Gating plan for isolation of lung cell populations by flow cytometry. To sort immune, epithelial, endothelial and lineage negative stromal cells by flow cytometry, whole lung was digested with collagenase and DNase then homogenised to single cell suspension. Viable cells were selected (a), and CD45+ immune cells collected (b). Of the CD45- cells, EpCam+ epithelial cells, CD31+ endothelial cells and CD31-EpCam- stromal cells were collected (c). Representative plots shown.

Supplementary Fig. 3

Cytokines in the airways after hyaluronidase treatment in influenza-infected mice.

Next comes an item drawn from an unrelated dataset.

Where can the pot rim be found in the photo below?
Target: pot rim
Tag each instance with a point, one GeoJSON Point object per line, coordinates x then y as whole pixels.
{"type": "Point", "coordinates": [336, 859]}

Mice were infected with influenza, then given a single dose of either PBS or hyaluronidase by intranasal inoculation on day 6. BAL fluid TNF (a), MCP-1 (b), IP-10 (c), IL-6 (d), IL-10 (e), KC (f), IFN-γ (g), MIP-1α (h), MIP-1β (i), MIG (j) or RANTES (k) content was determined in BAL samples by ELISA or CBA. Error bars represent mean ± SEM, n = 7–20 mice/group.

Supplementary Fig. 4

Cell numbers in the lung and airways after hyaluronidase treatment in influenza-infected mice. Mice were infected with influenza, then given a single dose of either PBS or hyaluronidase by intranasal inoculation on day 6. BAL cell number (a), lung cell number (b) and the number and proportion of CD8+ T cells (c), NKp46+ NK cells (d), F4/80-Ly6G+ neutrophils (e) and CD11c + SiglecF+ alveolar macrophages (f) was determined by flow cytometry. Error bars represent mean ± SEM, n = 7–20 mice/group. * = p < 0.05 by Mann-Whitney U test.